17 Ağustos depremi, bu güven duygusunu sonsuza kadar sarstı. Sıradan, hiç bir tehlike işareti algılamadığımız bir geceye uyuyup, kıyamet hikayelerinde anlatılana benzer bir sabah uyanabileceğimizi hatırlattı bize.
O sıcak ve nemli günün sonunda güneş batarken, her şey gayet sıradan görünüyordu. Sıcaktan kaçanların meydana çıkması ile etraf hareketlendi. Çocuklar bisikletleriyle sokakta turladılar. Sporcu gençler yan sitenin takımı ile yaptıkları maçtan ter içinde döndüler. Apartmanlardan kızartma kokuları yükseldi. Yurt dışındaki üniversiteden kabul yazısını alan doktora öğrencisi, kendini çok önemli hissetti . Hoşlandığı delikanlının arkadaşına çıkma teklif ettiğini öğrenen zayıf kız, 'İntihar etsem pişman olurlar aslında ' diye düşündü. İş yerindeki direktöre sinirlenen bankacı, 'Hayatım boyunca değerimi bilen çıkmayacak mı?' diye veryansın etti. Genç doktor, kaygı içinde ilk gece nöbetini tutmaya hazırlandı. Titiz anne, ev terliği ile çöp dökmeye giden kocasına öfkelendi.

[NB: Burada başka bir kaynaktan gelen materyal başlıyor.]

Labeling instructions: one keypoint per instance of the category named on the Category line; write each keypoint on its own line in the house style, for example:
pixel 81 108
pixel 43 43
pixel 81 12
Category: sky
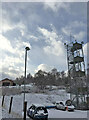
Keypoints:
pixel 44 27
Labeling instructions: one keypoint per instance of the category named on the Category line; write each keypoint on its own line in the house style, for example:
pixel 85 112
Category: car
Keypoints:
pixel 60 106
pixel 37 112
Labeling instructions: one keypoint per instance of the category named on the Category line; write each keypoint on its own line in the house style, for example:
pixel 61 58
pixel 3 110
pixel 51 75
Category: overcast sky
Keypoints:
pixel 44 27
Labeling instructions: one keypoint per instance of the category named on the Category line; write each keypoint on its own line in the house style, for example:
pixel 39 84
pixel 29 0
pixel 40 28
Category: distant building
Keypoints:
pixel 7 82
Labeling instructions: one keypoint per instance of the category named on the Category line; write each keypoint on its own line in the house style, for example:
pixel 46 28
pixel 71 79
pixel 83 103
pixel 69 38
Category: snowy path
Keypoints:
pixel 47 99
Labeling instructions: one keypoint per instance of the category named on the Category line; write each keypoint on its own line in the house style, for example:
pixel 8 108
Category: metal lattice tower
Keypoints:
pixel 76 70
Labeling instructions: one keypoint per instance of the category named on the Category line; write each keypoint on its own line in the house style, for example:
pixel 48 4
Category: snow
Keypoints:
pixel 43 99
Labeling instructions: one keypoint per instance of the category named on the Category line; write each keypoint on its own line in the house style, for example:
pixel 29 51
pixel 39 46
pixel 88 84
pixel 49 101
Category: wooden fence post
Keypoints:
pixel 25 109
pixel 3 100
pixel 10 105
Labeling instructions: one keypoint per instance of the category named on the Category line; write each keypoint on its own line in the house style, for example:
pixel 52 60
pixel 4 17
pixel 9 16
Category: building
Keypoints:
pixel 7 82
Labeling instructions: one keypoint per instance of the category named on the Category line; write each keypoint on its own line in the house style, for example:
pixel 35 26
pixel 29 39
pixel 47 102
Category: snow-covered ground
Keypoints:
pixel 45 99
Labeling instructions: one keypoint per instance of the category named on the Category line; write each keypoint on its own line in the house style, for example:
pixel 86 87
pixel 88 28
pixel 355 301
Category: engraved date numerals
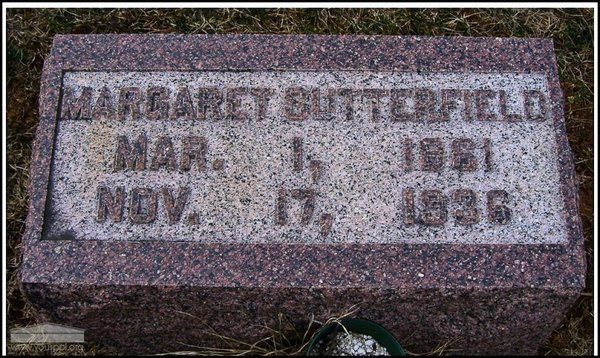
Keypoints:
pixel 307 196
pixel 435 207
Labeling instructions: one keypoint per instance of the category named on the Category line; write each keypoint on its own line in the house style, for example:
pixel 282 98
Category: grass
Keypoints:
pixel 30 33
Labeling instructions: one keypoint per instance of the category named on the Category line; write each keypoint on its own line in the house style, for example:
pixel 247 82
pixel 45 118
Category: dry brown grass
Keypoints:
pixel 30 33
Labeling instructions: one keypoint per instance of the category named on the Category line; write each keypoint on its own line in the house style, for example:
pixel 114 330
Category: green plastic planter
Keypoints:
pixel 361 326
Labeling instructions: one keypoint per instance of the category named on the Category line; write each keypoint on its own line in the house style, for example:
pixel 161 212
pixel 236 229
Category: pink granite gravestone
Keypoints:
pixel 180 181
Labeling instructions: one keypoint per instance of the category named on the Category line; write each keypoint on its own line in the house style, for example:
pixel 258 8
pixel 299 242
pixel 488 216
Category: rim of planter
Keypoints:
pixel 361 326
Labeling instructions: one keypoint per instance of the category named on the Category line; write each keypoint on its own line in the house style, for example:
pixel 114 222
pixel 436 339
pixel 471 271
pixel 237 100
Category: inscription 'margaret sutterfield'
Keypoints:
pixel 304 157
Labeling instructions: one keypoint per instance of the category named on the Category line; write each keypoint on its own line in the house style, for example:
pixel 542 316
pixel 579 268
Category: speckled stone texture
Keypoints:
pixel 494 277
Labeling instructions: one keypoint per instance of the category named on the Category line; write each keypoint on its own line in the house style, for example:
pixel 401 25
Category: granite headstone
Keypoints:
pixel 182 181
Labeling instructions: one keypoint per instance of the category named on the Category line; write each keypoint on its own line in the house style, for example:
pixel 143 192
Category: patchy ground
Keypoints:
pixel 30 33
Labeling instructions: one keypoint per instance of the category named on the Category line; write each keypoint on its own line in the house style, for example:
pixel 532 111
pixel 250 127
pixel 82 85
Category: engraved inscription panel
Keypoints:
pixel 305 157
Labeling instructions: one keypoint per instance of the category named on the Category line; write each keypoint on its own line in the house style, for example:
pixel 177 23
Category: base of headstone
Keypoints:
pixel 165 295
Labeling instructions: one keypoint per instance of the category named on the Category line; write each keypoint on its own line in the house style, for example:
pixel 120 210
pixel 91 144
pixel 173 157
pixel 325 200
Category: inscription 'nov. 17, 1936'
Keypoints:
pixel 297 157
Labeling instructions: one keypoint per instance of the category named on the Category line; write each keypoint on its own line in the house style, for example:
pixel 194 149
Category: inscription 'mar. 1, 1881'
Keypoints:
pixel 304 157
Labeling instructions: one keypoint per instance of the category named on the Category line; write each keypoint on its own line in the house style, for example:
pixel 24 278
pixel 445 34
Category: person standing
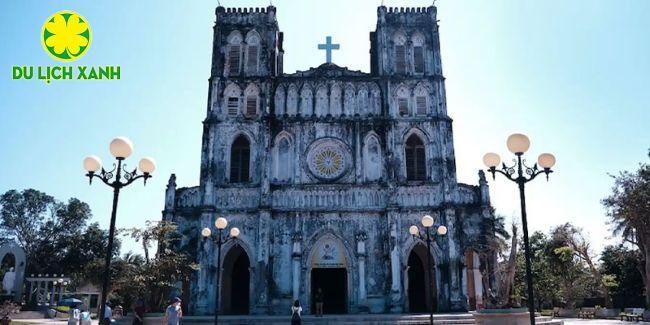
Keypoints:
pixel 295 313
pixel 318 298
pixel 138 312
pixel 173 313
pixel 108 314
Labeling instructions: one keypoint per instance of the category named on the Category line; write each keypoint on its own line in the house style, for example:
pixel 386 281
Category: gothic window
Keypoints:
pixel 252 99
pixel 252 55
pixel 349 107
pixel 372 166
pixel 375 100
pixel 400 59
pixel 240 160
pixel 321 101
pixel 400 53
pixel 233 106
pixel 283 158
pixel 231 99
pixel 418 59
pixel 363 105
pixel 292 100
pixel 415 159
pixel 403 101
pixel 421 100
pixel 234 53
pixel 421 105
pixel 418 53
pixel 279 101
pixel 335 100
pixel 306 101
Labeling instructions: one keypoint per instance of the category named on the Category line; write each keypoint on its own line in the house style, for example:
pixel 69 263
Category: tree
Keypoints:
pixel 155 278
pixel 52 233
pixel 573 238
pixel 624 264
pixel 628 208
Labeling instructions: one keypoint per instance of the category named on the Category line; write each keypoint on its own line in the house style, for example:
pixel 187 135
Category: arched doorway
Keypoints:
pixel 419 291
pixel 235 291
pixel 329 273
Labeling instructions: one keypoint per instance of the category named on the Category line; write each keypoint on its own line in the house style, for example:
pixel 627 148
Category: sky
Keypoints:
pixel 572 75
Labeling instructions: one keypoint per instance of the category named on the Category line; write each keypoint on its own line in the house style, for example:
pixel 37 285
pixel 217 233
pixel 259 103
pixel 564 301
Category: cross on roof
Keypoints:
pixel 328 47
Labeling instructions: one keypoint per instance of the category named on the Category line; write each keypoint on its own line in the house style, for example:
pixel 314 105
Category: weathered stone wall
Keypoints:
pixel 364 202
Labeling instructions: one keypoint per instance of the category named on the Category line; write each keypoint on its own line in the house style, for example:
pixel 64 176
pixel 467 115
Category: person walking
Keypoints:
pixel 295 313
pixel 138 312
pixel 173 313
pixel 318 298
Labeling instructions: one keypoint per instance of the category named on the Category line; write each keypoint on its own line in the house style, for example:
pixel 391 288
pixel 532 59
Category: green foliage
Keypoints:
pixel 625 266
pixel 628 208
pixel 155 278
pixel 54 235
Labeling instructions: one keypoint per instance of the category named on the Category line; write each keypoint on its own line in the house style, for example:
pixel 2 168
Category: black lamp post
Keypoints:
pixel 427 222
pixel 520 173
pixel 117 178
pixel 221 224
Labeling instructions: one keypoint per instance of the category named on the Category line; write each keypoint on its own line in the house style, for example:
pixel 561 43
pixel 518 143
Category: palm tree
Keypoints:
pixel 628 208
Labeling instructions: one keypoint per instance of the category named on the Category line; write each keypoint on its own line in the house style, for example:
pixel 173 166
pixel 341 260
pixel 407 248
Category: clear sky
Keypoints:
pixel 573 75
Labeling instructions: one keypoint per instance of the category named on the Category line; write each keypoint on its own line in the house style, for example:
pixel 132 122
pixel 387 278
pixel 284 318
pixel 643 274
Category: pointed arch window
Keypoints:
pixel 415 159
pixel 252 55
pixel 240 160
pixel 400 53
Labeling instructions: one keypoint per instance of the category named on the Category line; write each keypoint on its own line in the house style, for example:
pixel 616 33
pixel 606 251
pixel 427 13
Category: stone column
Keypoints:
pixel 296 256
pixel 361 255
pixel 206 285
pixel 395 267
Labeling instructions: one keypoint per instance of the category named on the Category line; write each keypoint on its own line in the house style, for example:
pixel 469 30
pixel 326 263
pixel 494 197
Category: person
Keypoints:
pixel 138 312
pixel 295 313
pixel 108 314
pixel 173 313
pixel 319 302
pixel 74 317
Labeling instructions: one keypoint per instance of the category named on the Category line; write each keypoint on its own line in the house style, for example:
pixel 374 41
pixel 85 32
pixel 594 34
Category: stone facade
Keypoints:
pixel 326 169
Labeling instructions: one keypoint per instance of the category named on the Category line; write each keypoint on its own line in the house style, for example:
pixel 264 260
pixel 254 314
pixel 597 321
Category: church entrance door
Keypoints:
pixel 236 282
pixel 333 283
pixel 418 282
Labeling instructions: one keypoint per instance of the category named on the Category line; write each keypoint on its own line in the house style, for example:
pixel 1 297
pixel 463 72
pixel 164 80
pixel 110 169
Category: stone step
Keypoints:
pixel 371 319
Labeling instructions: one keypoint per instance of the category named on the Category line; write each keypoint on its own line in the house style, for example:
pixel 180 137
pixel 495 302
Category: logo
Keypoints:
pixel 66 36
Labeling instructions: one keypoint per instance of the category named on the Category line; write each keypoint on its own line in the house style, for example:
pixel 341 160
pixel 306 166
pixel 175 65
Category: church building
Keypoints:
pixel 324 171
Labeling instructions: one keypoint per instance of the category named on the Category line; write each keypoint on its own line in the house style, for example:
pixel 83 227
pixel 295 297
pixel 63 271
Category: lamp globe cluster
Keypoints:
pixel 121 148
pixel 518 144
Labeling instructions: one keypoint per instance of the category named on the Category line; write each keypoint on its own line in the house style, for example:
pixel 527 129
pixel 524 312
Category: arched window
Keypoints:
pixel 279 101
pixel 240 157
pixel 421 100
pixel 231 99
pixel 400 53
pixel 372 165
pixel 364 107
pixel 321 101
pixel 402 99
pixel 234 53
pixel 416 169
pixel 418 53
pixel 306 101
pixel 252 54
pixel 252 100
pixel 283 158
pixel 335 100
pixel 292 100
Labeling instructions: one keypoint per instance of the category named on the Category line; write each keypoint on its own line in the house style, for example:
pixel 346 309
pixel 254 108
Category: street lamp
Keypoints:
pixel 221 223
pixel 520 173
pixel 427 222
pixel 118 177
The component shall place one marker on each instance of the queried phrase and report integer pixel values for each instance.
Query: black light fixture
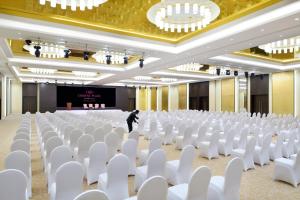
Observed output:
(37, 51)
(67, 52)
(141, 62)
(108, 59)
(227, 72)
(85, 55)
(218, 70)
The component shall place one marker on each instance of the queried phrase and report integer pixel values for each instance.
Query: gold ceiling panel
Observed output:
(127, 16)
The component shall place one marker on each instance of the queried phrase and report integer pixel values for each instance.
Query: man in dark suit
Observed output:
(132, 118)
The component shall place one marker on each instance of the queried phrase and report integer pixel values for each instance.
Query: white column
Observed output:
(236, 94)
(248, 94)
(212, 95)
(159, 99)
(3, 98)
(137, 98)
(218, 95)
(187, 96)
(297, 93)
(270, 93)
(148, 96)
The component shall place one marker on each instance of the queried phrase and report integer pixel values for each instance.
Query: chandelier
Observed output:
(187, 15)
(82, 4)
(192, 67)
(84, 74)
(143, 78)
(282, 46)
(42, 71)
(115, 57)
(47, 50)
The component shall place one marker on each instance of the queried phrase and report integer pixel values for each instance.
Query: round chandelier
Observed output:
(192, 67)
(282, 46)
(82, 4)
(114, 57)
(187, 15)
(47, 50)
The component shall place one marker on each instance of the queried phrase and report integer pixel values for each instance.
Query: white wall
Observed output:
(16, 97)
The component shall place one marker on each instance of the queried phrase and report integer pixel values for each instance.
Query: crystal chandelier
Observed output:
(82, 4)
(115, 57)
(192, 67)
(84, 74)
(143, 78)
(48, 50)
(42, 71)
(187, 15)
(282, 46)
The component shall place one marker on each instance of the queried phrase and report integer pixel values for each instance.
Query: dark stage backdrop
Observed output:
(80, 95)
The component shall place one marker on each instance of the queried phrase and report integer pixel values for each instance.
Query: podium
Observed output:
(69, 106)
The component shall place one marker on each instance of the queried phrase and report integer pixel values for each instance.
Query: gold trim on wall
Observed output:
(283, 92)
(127, 18)
(165, 98)
(227, 93)
(182, 90)
(154, 99)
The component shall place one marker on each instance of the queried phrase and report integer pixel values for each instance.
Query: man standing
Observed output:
(132, 118)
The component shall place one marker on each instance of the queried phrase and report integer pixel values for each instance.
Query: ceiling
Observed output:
(223, 43)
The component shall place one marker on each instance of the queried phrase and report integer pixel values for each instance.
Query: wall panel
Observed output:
(283, 93)
(227, 93)
(182, 101)
(165, 98)
(153, 99)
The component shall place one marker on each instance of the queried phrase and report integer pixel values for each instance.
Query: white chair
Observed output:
(183, 140)
(68, 181)
(74, 136)
(246, 155)
(112, 141)
(59, 156)
(288, 170)
(51, 144)
(20, 160)
(155, 144)
(13, 185)
(225, 146)
(99, 134)
(95, 164)
(261, 154)
(275, 150)
(288, 147)
(84, 143)
(92, 195)
(115, 182)
(156, 166)
(227, 187)
(209, 149)
(179, 171)
(134, 135)
(155, 187)
(168, 135)
(22, 145)
(196, 188)
(22, 136)
(129, 148)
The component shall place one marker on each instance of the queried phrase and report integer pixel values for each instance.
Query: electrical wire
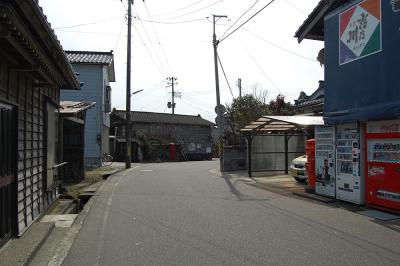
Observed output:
(152, 47)
(194, 11)
(178, 10)
(241, 25)
(226, 79)
(86, 24)
(296, 7)
(88, 32)
(251, 7)
(260, 68)
(148, 51)
(119, 35)
(158, 40)
(193, 104)
(171, 22)
(279, 47)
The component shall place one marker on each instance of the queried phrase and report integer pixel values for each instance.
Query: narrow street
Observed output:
(185, 214)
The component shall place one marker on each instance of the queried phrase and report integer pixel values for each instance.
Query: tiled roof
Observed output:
(89, 57)
(163, 118)
(70, 107)
(313, 27)
(27, 28)
(317, 97)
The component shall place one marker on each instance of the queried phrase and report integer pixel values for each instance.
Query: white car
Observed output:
(298, 168)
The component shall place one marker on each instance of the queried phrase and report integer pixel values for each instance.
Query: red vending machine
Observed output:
(383, 165)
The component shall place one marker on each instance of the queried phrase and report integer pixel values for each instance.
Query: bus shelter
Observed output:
(278, 131)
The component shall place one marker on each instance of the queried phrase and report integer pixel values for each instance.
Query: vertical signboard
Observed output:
(360, 31)
(361, 61)
(325, 161)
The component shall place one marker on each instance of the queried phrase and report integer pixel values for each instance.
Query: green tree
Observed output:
(280, 107)
(244, 110)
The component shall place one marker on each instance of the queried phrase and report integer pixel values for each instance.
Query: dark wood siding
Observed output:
(17, 87)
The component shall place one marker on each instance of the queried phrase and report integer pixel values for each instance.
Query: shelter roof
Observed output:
(72, 108)
(275, 124)
(164, 118)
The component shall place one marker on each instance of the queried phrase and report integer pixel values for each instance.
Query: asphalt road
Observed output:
(185, 214)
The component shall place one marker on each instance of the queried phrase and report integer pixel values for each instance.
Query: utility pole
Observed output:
(240, 87)
(218, 108)
(128, 127)
(172, 83)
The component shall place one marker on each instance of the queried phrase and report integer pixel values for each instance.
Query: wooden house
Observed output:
(96, 71)
(33, 69)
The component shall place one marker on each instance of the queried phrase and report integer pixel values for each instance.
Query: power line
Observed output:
(119, 35)
(148, 51)
(86, 24)
(240, 17)
(171, 22)
(260, 68)
(158, 40)
(280, 47)
(296, 7)
(152, 47)
(178, 10)
(241, 25)
(194, 11)
(89, 32)
(226, 79)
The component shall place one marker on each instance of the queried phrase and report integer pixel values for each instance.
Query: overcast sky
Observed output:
(178, 43)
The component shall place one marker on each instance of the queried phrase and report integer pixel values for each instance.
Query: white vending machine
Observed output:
(349, 183)
(325, 161)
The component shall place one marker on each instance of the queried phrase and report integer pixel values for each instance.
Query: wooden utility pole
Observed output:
(240, 87)
(172, 83)
(128, 127)
(218, 108)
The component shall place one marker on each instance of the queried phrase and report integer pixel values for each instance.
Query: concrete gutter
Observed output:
(22, 250)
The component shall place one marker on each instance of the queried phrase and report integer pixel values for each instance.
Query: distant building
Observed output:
(313, 104)
(96, 71)
(190, 134)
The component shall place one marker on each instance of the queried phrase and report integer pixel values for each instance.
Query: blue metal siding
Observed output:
(92, 76)
(367, 88)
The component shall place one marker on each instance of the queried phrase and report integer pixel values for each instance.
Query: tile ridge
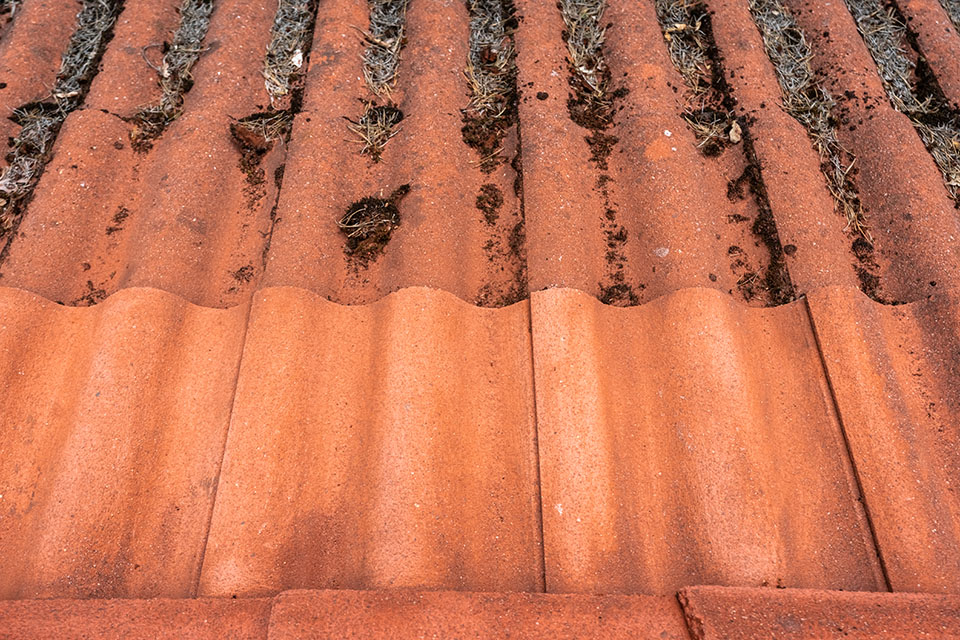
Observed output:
(851, 462)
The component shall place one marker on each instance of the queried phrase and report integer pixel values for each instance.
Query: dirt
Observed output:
(368, 225)
(489, 202)
(118, 218)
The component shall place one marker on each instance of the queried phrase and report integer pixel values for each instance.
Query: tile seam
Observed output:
(536, 446)
(226, 441)
(851, 462)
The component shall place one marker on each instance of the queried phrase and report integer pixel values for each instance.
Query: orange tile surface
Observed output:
(207, 396)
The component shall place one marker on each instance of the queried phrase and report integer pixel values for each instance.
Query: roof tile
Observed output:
(390, 445)
(788, 614)
(114, 423)
(894, 371)
(691, 440)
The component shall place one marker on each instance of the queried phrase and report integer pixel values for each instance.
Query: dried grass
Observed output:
(174, 71)
(491, 64)
(952, 7)
(384, 39)
(375, 127)
(937, 126)
(40, 122)
(289, 40)
(809, 103)
(683, 23)
(585, 38)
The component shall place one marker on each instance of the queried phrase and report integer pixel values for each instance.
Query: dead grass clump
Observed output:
(289, 43)
(685, 25)
(952, 7)
(591, 106)
(910, 90)
(810, 104)
(41, 121)
(175, 80)
(492, 73)
(9, 7)
(369, 223)
(375, 126)
(385, 39)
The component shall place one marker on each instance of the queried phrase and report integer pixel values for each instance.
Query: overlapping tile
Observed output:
(406, 614)
(894, 371)
(159, 619)
(691, 440)
(732, 614)
(183, 217)
(111, 439)
(390, 445)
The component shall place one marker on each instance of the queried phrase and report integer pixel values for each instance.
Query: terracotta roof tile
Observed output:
(114, 423)
(691, 440)
(413, 614)
(390, 445)
(894, 371)
(732, 614)
(719, 432)
(156, 619)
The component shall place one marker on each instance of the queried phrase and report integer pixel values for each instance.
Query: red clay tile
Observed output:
(111, 439)
(895, 373)
(391, 445)
(734, 614)
(192, 224)
(129, 83)
(802, 205)
(671, 201)
(134, 619)
(442, 239)
(907, 207)
(690, 441)
(446, 614)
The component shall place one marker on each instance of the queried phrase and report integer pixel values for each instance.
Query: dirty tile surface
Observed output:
(461, 314)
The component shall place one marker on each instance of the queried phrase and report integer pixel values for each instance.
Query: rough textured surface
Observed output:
(894, 371)
(111, 439)
(734, 614)
(691, 441)
(390, 445)
(135, 619)
(406, 615)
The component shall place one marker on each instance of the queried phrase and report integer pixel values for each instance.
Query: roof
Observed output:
(658, 328)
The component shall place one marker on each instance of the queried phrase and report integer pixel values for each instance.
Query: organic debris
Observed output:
(9, 7)
(41, 121)
(289, 45)
(385, 39)
(686, 29)
(369, 223)
(175, 80)
(492, 73)
(952, 7)
(375, 126)
(912, 90)
(810, 104)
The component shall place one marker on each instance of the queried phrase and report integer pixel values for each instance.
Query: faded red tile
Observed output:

Akşam geceye bağlanırken, kızlar, delikanlılar, bankacılar, öğrenciler, anneler, gelinler ve enişteler, şortlarını, askılı geceliklerini giydiler, kafalarını meşgul eden irili ufaklı planları, dertleri, mutlulukları, kırgınlıkları rüyalarında biraz daha düşünmek üzere uykuya daldılar.